Many FQHCs and Medicaid plans now include CHW services

You may not have to find a promotora on your own. Federally Qualified Health Centers (FQHCs), the community health centers supported by HRSA, frequently employ community health workers and promotoras as part of their teams, and these centers serve patients regardless of ability to pay. On the coverage side, a growing number of state Medicaid programs now pay for community health worker services as a covered benefit, a shift the Centers for Medicare and Medicaid Services (CMS) has supported. That means in states such as Arizona (AHCCCS), California (Medi-Cal), Texas (Texas HHSC), and Pennsylvania (Pennsylvania DHS), a CHW may already be available to you through your plan or your clinic at no extra cost. Programs and exact rules vary by state and by plan, so the only way to know what you have is to ask.

How to ask your clinic or plan, and how Materna fits in

The simplest path is to ask directly. At your clinic, ask whether they have a community health worker, promotora, patient navigator, or care coordinator who can help, and say plainly that you would prefer someone who speaks Spanish if that is your language. With your Medicaid plan, call the member services number on your card and ask whether community health worker services are covered and how to connect with one. Materna is built to complement this human support, not replace it. The Mommy Passport is bilingual and Spanish-first, free for patients and paid by providers, and it keeps your prenatal and postpartum record in one place so that the promotora, doula, clinic, and plan helping you are all working from the same history. For any urgent symptom in pregnancy, such as heavy bleeding, severe headache, or trouble breathing, call your provider right away, and in an emergency call 911. Materna serves families in Arizona, California, Texas, and Pennsylvania.

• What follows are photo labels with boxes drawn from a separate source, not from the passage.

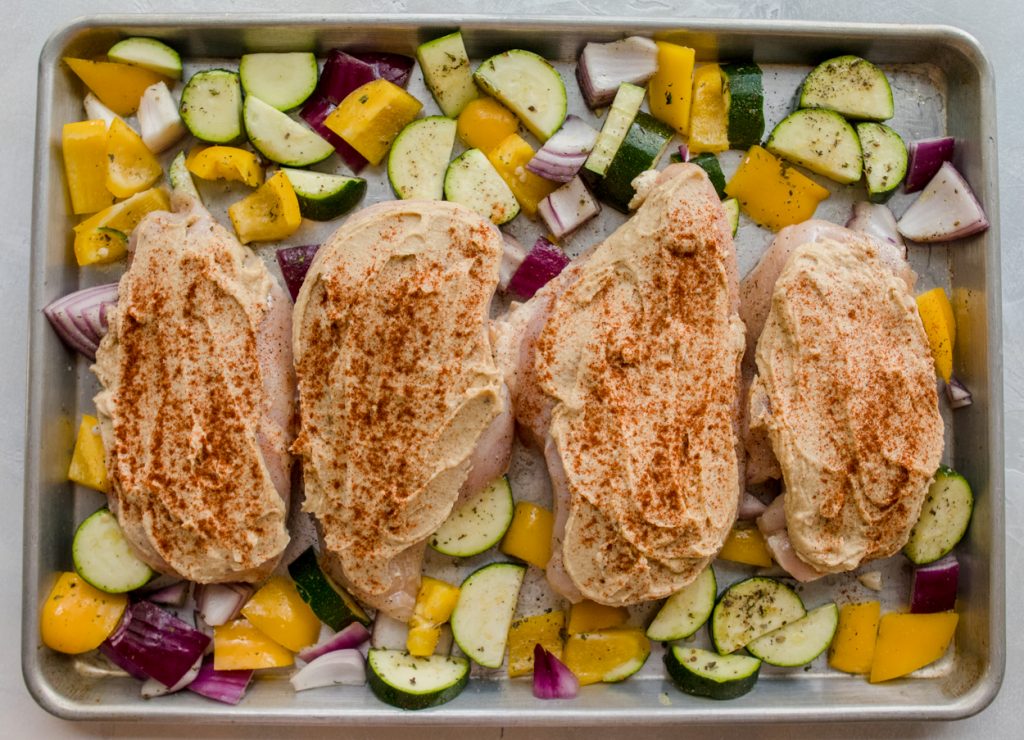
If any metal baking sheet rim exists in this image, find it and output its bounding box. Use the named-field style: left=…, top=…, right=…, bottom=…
left=22, top=14, right=1006, bottom=726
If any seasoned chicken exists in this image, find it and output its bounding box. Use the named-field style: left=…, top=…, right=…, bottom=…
left=501, top=165, right=743, bottom=605
left=294, top=201, right=512, bottom=620
left=742, top=222, right=943, bottom=580
left=93, top=192, right=295, bottom=583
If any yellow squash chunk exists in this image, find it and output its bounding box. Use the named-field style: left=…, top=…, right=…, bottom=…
left=567, top=600, right=630, bottom=635
left=501, top=502, right=555, bottom=569
left=60, top=121, right=114, bottom=214
left=688, top=64, right=729, bottom=155
left=725, top=146, right=828, bottom=231
left=68, top=413, right=110, bottom=493
left=227, top=171, right=302, bottom=244
left=324, top=80, right=423, bottom=165
left=185, top=146, right=263, bottom=187
left=456, top=97, right=519, bottom=154
left=242, top=575, right=321, bottom=653
left=509, top=611, right=565, bottom=679
left=406, top=575, right=459, bottom=657
left=647, top=41, right=696, bottom=136
left=869, top=611, right=958, bottom=684
left=918, top=288, right=956, bottom=383
left=718, top=524, right=771, bottom=568
left=828, top=601, right=882, bottom=673
left=39, top=573, right=128, bottom=655
left=104, top=118, right=164, bottom=198
left=562, top=629, right=650, bottom=686
left=65, top=56, right=165, bottom=116
left=213, top=619, right=295, bottom=670
left=486, top=134, right=559, bottom=218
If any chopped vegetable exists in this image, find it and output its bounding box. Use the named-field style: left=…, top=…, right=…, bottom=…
left=501, top=497, right=555, bottom=570
left=39, top=573, right=128, bottom=655
left=725, top=146, right=828, bottom=231
left=60, top=121, right=114, bottom=214
left=868, top=612, right=959, bottom=684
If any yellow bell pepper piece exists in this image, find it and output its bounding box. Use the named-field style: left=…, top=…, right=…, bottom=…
left=104, top=118, right=164, bottom=198
left=39, top=573, right=128, bottom=655
left=65, top=56, right=168, bottom=116
left=456, top=97, right=519, bottom=154
left=324, top=79, right=423, bottom=165
left=918, top=288, right=956, bottom=383
left=828, top=601, right=882, bottom=673
left=688, top=64, right=729, bottom=155
left=242, top=575, right=321, bottom=653
left=486, top=134, right=559, bottom=218
left=566, top=600, right=630, bottom=635
left=718, top=524, right=771, bottom=568
left=227, top=171, right=302, bottom=244
left=68, top=413, right=110, bottom=493
left=563, top=629, right=650, bottom=686
left=501, top=502, right=555, bottom=569
left=647, top=41, right=696, bottom=136
left=868, top=611, right=959, bottom=684
left=185, top=146, right=263, bottom=187
left=509, top=611, right=565, bottom=679
left=60, top=121, right=114, bottom=214
left=406, top=575, right=459, bottom=657
left=725, top=146, right=828, bottom=231
left=213, top=619, right=295, bottom=670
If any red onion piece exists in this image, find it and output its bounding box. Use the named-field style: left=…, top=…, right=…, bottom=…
left=276, top=244, right=319, bottom=301
left=291, top=649, right=367, bottom=691
left=910, top=555, right=959, bottom=614
left=43, top=282, right=118, bottom=359
left=537, top=177, right=601, bottom=238
left=903, top=136, right=956, bottom=192
left=577, top=36, right=657, bottom=108
left=897, top=162, right=988, bottom=243
left=298, top=622, right=370, bottom=663
left=534, top=644, right=580, bottom=699
left=187, top=659, right=253, bottom=704
left=509, top=236, right=569, bottom=298
left=526, top=114, right=597, bottom=182
left=196, top=583, right=255, bottom=627
left=102, top=601, right=210, bottom=686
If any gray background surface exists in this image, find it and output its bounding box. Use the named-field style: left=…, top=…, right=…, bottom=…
left=6, top=0, right=1024, bottom=740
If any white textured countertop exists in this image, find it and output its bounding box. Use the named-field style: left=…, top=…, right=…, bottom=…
left=6, top=0, right=1024, bottom=740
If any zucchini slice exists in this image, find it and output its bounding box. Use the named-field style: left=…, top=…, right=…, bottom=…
left=430, top=476, right=515, bottom=558
left=387, top=116, right=456, bottom=201
left=800, top=54, right=893, bottom=121
left=242, top=95, right=334, bottom=167
left=647, top=565, right=718, bottom=642
left=281, top=167, right=367, bottom=221
left=746, top=604, right=839, bottom=666
left=367, top=648, right=469, bottom=709
left=473, top=49, right=565, bottom=142
left=857, top=122, right=907, bottom=203
left=451, top=563, right=526, bottom=668
left=711, top=576, right=806, bottom=655
left=903, top=465, right=974, bottom=565
left=416, top=31, right=480, bottom=118
left=665, top=645, right=761, bottom=699
left=178, top=70, right=245, bottom=144
left=239, top=51, right=318, bottom=111
left=765, top=108, right=862, bottom=185
left=72, top=507, right=153, bottom=594
left=719, top=62, right=765, bottom=150
left=288, top=547, right=370, bottom=632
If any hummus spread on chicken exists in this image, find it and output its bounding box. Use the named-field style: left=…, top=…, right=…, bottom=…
left=93, top=199, right=294, bottom=583
left=294, top=201, right=505, bottom=619
left=751, top=238, right=943, bottom=572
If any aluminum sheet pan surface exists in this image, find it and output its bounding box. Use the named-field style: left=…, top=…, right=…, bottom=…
left=23, top=15, right=1005, bottom=725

Frequently asked questions

Is a promotora or community health worker the same as a doctor or nurse?
No. A promotora or community health worker is a trusted, often bilingual member of the community who helps you reach and understand care. They do not diagnose conditions or prescribe medicine. Think of them as a bridge between your family and the clinicians, benefits, and services you need, not a replacement for your prenatal provider.
What can a promotora or CHW actually help me with during pregnancy?
A lot of the practical navigation: understanding whether you might qualify for Medicaid or WIC and helping you apply, finding a prenatal clinic, arranging transportation, helping with translation and interpreters, offering emotional support, and connecting you to local services like a doula. They do not decide your eligibility, but they help you reach the care and benefits you are entitled to.
Does it cost anything to work with a community health worker?
Often no. Federally Qualified Health Centers (FQHCs) frequently include community health workers and promotoras as part of their teams, and many state Medicaid programs now cover community health worker services as a benefit (CMS). Rules vary by state and plan, so call your clinic or the member services number on your Medicaid card to ask what is available to you.
How do I ask for a promotora or community health worker?
Ask your clinic whether they have a community health worker, promotora, patient navigator, or care coordinator, and say if you would prefer someone who speaks Spanish. You can also call the member services number on your Medicaid card and ask whether community health worker services are covered and how to connect with one. This is general education, not medical or legal advice.